Build a BPE Tokenizer from Scratch: Production-Grade Implementation
Learn to build a Byte-Pair Encoding tokenizer from scratch with Python.
20+ years shipping production Java in banking & fintech. Every example here is drawn from a real system.
- BPE tokenizes text by iteratively merging the most frequent adjacent byte pairs into new tokens.
- The algorithm starts with a base vocabulary of all unique bytes/characters and merges up to a target size.
- Byte-level BPE handles any UTF-8 text by operating on raw bytes, avoiding unknown token issues.

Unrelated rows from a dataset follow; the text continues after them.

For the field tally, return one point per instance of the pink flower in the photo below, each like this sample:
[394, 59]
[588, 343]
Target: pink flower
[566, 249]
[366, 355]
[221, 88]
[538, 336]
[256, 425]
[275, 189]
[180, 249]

- Tokenizer training is separate from encoding; the merge table is the core artifact.
- Production tokenizers must handle special tokens, padding, and efficient batch encoding.
- Common pitfalls include incorrect merge order, vocabulary size mismatch, and Unicode normalization.
Imagine you have a huge Lego set with only tiny 1x1 bricks. BPE is like gluing the most common pairs of bricks together into bigger pieces, then gluing those, until you have a set of useful larger bricks. This makes building (encoding) faster and more efficient, especially for common patterns like 'the' or 'ing'.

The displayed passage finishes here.